Now I have demonstrated in many blog entries how this requirement relates to the complementary appreciation of two – relatively distinct – interpretations of the relationship of the primes to the natural numbers.
Again in the Type 1 approach, we interpret the primes in cardinal terms as the building blocks of the natural number system with all (except 1) expressed as a unique combination of prime factors.
So this relates directly to the quantitative notion of numbers as independent entities.
However this relationship is reversed in the Type 2 approach, whereby we interpret the natural numbers in ordinal terms as the building blocks of the primes, with these natural numbers (except 1) - expressed through its corresponding prime number of roots - representing a unique combination of ordinal components.
Thus in terms of the two-way understanding of each approach (Type 1 and Type 2) we face a critical paradox with respect to the fundamental nature of number, which cannot be reconciled in terms of either as considered separate in a relative manner.
So this paradox is only finally resolved in the Type 3 system where both the prime and the natural numbers (and the natural numbers and the primes) are understood as identical with each other (though strictly this position can only be approximated in phenomenal terms).
And once again the Type 3 system - or more correctly the Type 3 aspect of the number system - is represented through the non-trivial solutions for the Riemann Zeta Function.
What this implies is this!

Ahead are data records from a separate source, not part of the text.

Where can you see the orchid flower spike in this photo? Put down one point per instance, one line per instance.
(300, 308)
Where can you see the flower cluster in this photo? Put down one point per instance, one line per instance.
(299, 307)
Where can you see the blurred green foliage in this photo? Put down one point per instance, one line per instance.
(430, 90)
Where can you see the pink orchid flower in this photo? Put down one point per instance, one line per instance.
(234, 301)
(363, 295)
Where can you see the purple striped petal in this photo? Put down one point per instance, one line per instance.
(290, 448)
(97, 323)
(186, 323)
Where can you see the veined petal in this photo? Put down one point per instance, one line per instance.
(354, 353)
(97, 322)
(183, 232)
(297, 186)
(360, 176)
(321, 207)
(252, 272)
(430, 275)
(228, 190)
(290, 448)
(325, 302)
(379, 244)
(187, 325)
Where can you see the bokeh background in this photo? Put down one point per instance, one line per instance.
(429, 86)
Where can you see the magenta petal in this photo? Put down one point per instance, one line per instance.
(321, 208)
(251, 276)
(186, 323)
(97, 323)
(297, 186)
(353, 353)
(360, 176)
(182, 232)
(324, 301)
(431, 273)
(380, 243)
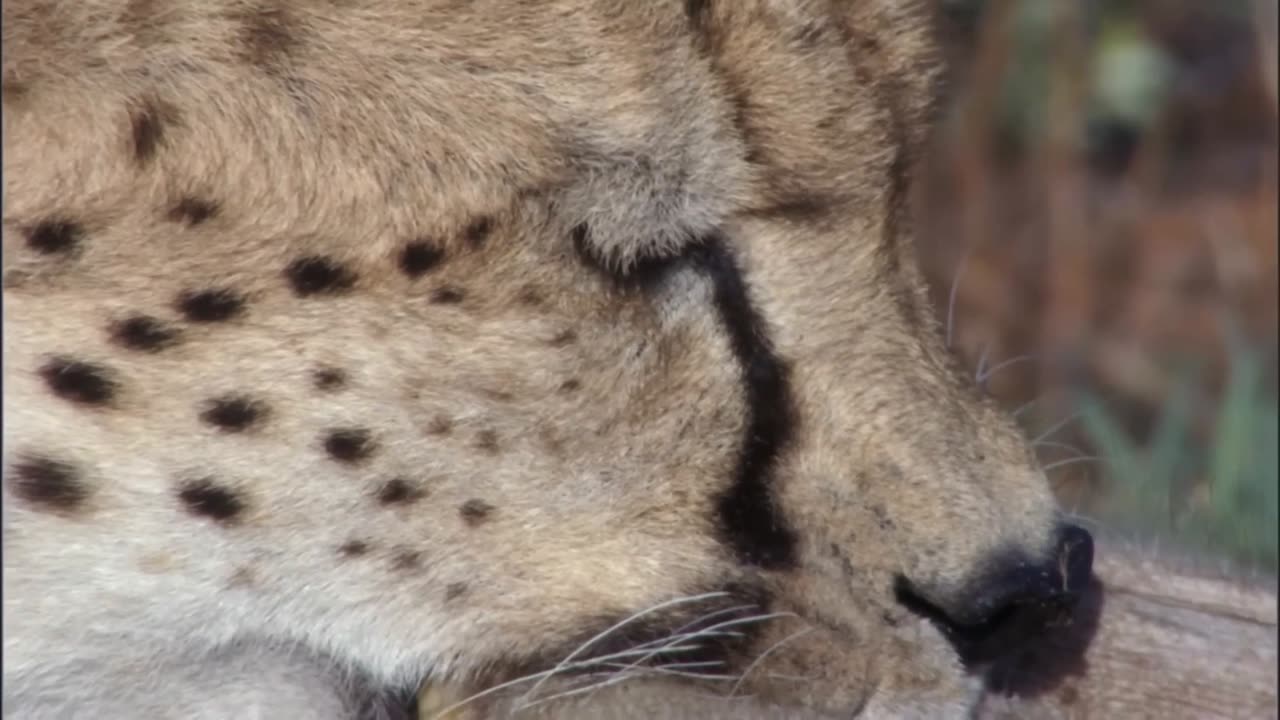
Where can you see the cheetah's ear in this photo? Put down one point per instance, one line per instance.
(640, 204)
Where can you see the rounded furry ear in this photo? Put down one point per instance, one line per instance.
(641, 203)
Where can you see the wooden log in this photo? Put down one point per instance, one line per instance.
(1160, 638)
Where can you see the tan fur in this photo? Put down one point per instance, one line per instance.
(562, 438)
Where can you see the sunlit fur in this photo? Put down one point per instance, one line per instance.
(458, 320)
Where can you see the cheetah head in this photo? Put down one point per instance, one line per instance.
(387, 337)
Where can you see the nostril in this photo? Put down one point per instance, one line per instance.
(1014, 602)
(1074, 555)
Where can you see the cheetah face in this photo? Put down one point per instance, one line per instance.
(636, 386)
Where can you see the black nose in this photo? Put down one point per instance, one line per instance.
(1013, 602)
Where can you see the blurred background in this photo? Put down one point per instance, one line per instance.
(1097, 218)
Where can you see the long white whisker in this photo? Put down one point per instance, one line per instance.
(621, 624)
(488, 692)
(594, 661)
(612, 680)
(1070, 461)
(672, 670)
(709, 615)
(763, 655)
(712, 630)
(951, 295)
(986, 376)
(982, 361)
(1060, 446)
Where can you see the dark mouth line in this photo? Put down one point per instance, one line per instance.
(997, 636)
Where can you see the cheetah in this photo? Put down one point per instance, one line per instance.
(356, 345)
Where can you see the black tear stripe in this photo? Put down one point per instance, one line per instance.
(746, 513)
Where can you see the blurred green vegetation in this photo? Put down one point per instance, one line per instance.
(1221, 496)
(1197, 464)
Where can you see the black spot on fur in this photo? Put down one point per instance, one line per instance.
(417, 258)
(48, 483)
(475, 511)
(478, 232)
(328, 378)
(439, 425)
(233, 413)
(144, 333)
(150, 121)
(211, 500)
(87, 383)
(353, 548)
(407, 560)
(447, 295)
(698, 12)
(348, 445)
(192, 210)
(55, 236)
(748, 516)
(319, 276)
(796, 208)
(214, 305)
(563, 338)
(400, 491)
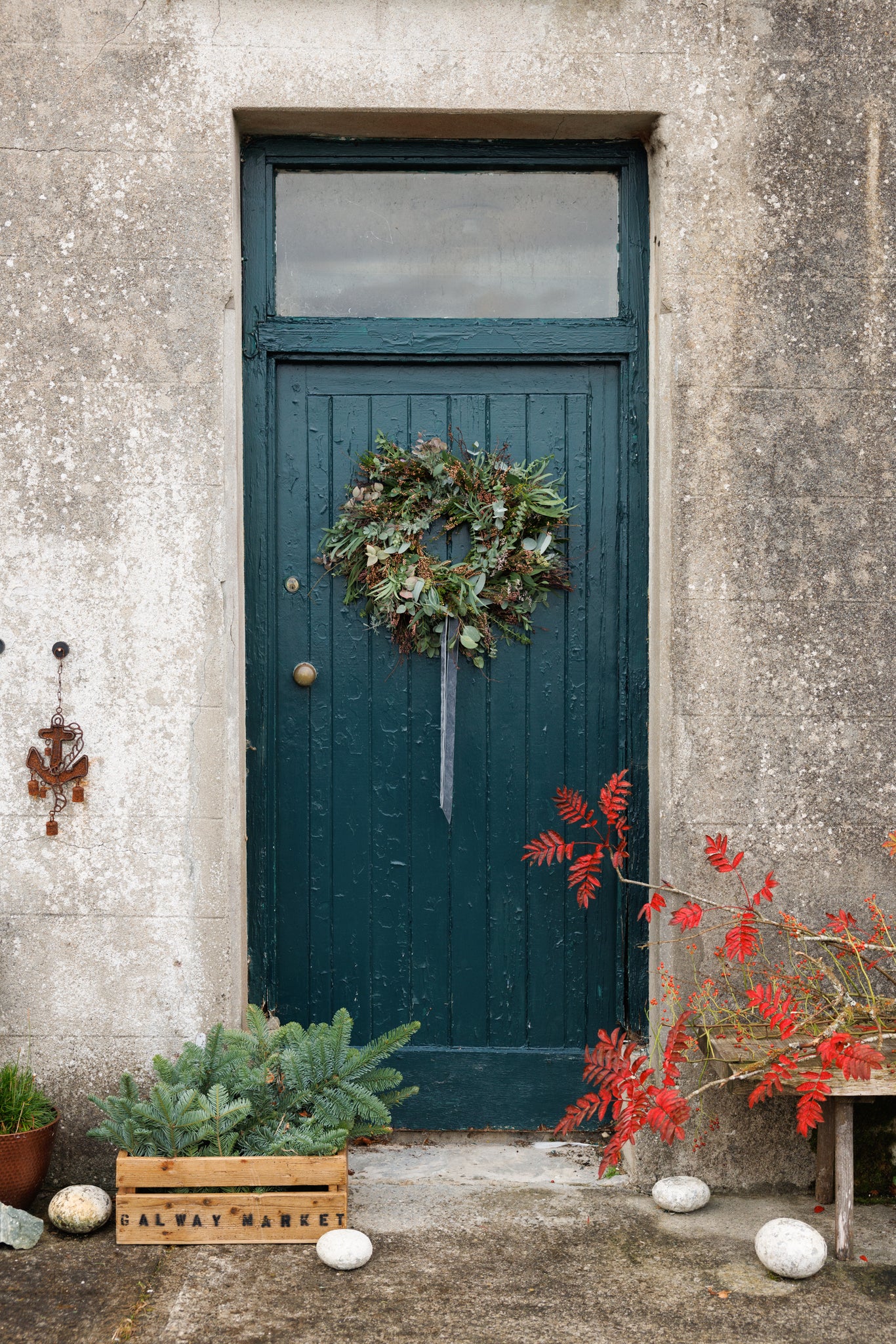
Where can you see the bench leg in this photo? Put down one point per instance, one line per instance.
(844, 1169)
(825, 1156)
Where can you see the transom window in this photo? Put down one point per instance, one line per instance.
(464, 245)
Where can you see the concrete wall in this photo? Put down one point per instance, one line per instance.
(773, 408)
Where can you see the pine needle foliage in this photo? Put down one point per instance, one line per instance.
(23, 1106)
(270, 1090)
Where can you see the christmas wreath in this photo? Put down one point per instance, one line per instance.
(379, 543)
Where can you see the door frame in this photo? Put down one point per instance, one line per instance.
(269, 339)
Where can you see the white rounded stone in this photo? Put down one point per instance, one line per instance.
(790, 1248)
(344, 1249)
(680, 1194)
(79, 1209)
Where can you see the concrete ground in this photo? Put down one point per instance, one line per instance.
(476, 1241)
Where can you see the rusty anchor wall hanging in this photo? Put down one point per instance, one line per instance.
(64, 764)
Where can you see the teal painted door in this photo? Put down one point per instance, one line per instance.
(359, 891)
(382, 905)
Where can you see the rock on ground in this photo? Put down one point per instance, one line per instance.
(18, 1228)
(79, 1209)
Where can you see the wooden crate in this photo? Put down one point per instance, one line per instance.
(152, 1206)
(727, 1055)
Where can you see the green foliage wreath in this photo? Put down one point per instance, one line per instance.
(378, 543)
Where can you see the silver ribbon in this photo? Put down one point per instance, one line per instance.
(449, 699)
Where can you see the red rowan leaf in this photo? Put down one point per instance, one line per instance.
(688, 917)
(832, 1047)
(620, 854)
(614, 797)
(716, 852)
(775, 1007)
(766, 890)
(656, 902)
(813, 1089)
(859, 1059)
(742, 941)
(579, 1112)
(583, 874)
(574, 808)
(629, 1117)
(781, 1072)
(548, 846)
(853, 1058)
(678, 1043)
(668, 1114)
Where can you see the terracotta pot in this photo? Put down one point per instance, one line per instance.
(23, 1163)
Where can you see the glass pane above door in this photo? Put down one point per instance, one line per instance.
(396, 243)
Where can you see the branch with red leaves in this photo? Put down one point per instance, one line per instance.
(573, 809)
(800, 1004)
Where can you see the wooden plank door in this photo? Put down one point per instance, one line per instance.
(382, 905)
(508, 305)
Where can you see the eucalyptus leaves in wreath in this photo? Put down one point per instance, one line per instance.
(514, 513)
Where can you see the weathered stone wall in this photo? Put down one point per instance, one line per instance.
(774, 397)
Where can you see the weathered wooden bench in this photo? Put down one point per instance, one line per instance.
(834, 1175)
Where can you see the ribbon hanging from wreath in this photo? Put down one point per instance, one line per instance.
(382, 543)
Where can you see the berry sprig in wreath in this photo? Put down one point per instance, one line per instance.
(378, 543)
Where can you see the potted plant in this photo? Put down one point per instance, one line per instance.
(27, 1133)
(243, 1137)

When properly realised, the truly complementary nature of the relationship between primes and natural numbers, leads to a directly opposite sequence of causation in the Type 1 and Type 2 interpretations respectively. Then like matter and anti-matter in physical terms, when both are combined, they fuse in a common psycho-spiritual energy (relating to greatly enhanced intuitive appreciation).
So ultimately rational understanding - in the separate Type 1 and Type 2 interpretations respectively of the relationship between the primes and natural numbers - becomes so refined and fleeting that it no longer even appears to arise in experience (through interpenetrating so seamlessly with intuition).
Therefore in truth, the fullest appreciation of the Type 3 aspect of the number system (relating to the non-trivial zeros) will require this new more comprehensive mathematical context, where the most advanced level of (holistic) contemplative awareness can seamlessly combine with a highly refined degree of (analytic) rational understanding.
In this new appreciation of the number system, numbers will no longer be viewed as abstract entities but rather as dynamic entities charged with enormous potential energy.
So at the one extreme, in the Type 1 aspect, numbers certainly appear as static and inanimate - merely quantitative - objects; however at the other extreme of the Type 3 aspect (again represented through the non-trivial zeros) they now appear as dynamic - and indeed - living entities charged with potentially unlimited energy.
Of course the consequent corollary in complementary terms is that the same zeros likewise represent potentially unlimited physical energy states! So, in this sense our very understanding of what is deeply implicit in earliest physical evolution, intimately depends on corresponding advanced psychological understanding, so that what was always deeply implicit in physical phenomena can now be made fully explicit through psychological appreciation of its original nature!
One key implication of this new perspective is that number can no longer be seen as divorced from the physical and psychological domains of reality but rather as necessarily deeply inherent within them as the ultimate explanation of their phenomenal existence.
And it is when this realisation starts to slowly dawn, that we will then begin to properly appreciate the truly enormous potential significance of this new enlarged appreciation of the number system with the non-trivial zeros lying there at its very centre.